In fact she never said it. You had to be careful with men. Their egos were such that you had to use compliments sparingly, or else you could end up with a blowhard for a son-in-law. Better keep them on a short leash so they didn’t end up being the boss of you.
She pinched him on the cheek. “Sure I’ll be your receptionist again, Tex.”
Tex brightened. “You will?”
“But first I have to clean up the mess this Scarlett woman made,” she said, staring down at the floor, hands on her hips. “What were you thinking when you hired her?”
Probably he wasn’t. That was another thing about men: they took one look at a set of big knockers and they were gone. She looked up just in time to see Tex walk up to her, arms wide.
Uh-oh.
And then he hugged her.
“Let’s leave the past behind us,” he said warmly.
She grimaced. “Uh-huh. Sure, Tex. Let’s.”
As soon as the hug was over, she returned to her desk and Tex returned to his office. And since she was an old lady and didn’t feel like cleaning up Scarlett’s mess, she called the cleaner and told her they’d had a medical emergency and to come round right away.
And as she settled in her chair and started a new game of Solitaire, she thought with a satisfied grunt that life was finally back to normal again. And not a moment too soon, either.
Chapter 39
As we walked along Main Street, admiring its myriad shops and the felines associated with their owners, I had the distinct impression that all was not well in the cat community. A red cat was hissing at a black cat, which was hissing right back, its tail distended to its furthest limit, a Russian Blue was trying to hit a Siamese across the ear, a Scottish Fold was cowering before a British Shorthair, who stood thrusting out its chest with a sneer on its lips, and a Sphynx cat was running circles around a Turkish Angora.
Gazing out at this battlefield from his perch on his owner’s checkout counter was Kingman, shaking his head at so much feline folly.
“What’s going on, Kingman?” asked Dooley as we joined the store owner’s piebald.
“Madness,” said Hampton Cove’s feline Nestor. “Pure madness.” Then he directed an irritated look at me. “Is it true that you called me a pompous old windbag, Max?”
“Oh, for crying out loud,” I said, rolling my eyes. “No, I did not!”
“Milo’s been here, hasn’t he?” said Dooley.
“He’s the one who told me,” said Kingman. “I practically couldn’t believe my ears.”
“So don’t,” I advised my friend. “Milo is a mythomaniac, Kingman.”

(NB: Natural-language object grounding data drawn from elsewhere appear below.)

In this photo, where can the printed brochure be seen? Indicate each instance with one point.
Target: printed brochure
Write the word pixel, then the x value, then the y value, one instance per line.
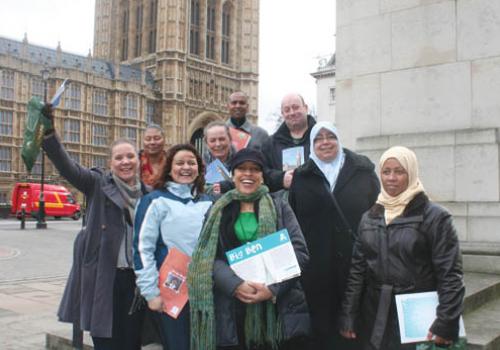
pixel 216 172
pixel 172 282
pixel 416 313
pixel 293 157
pixel 267 260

“That’s almost the same as a nymphomaniac,” Dooley added knowingly.
“He makes stuff up so he can create trouble between cats.”
“And humans, too,” said Dooley. “Remember what he told Odelia about you?”
I did. The cat was a menace. I spread my paws. “All this is Milo,” I told Kingman. “All this fighting and bickering is his doing. He’s been hard at work tearing up the social fabric of our once peaceful and loving cat community.”
“Well, maybe not all that loving,” said Kingman dubiously. “I distinctly remember Shanille once calling me a braggart simply because I told her Wilbur gives me foie gras from time to time—only as a treat,” he quickly added when I cocked a surprised whisker at him, “and only ethical foie gras, where the birds aren’t forced to gorge, of course.”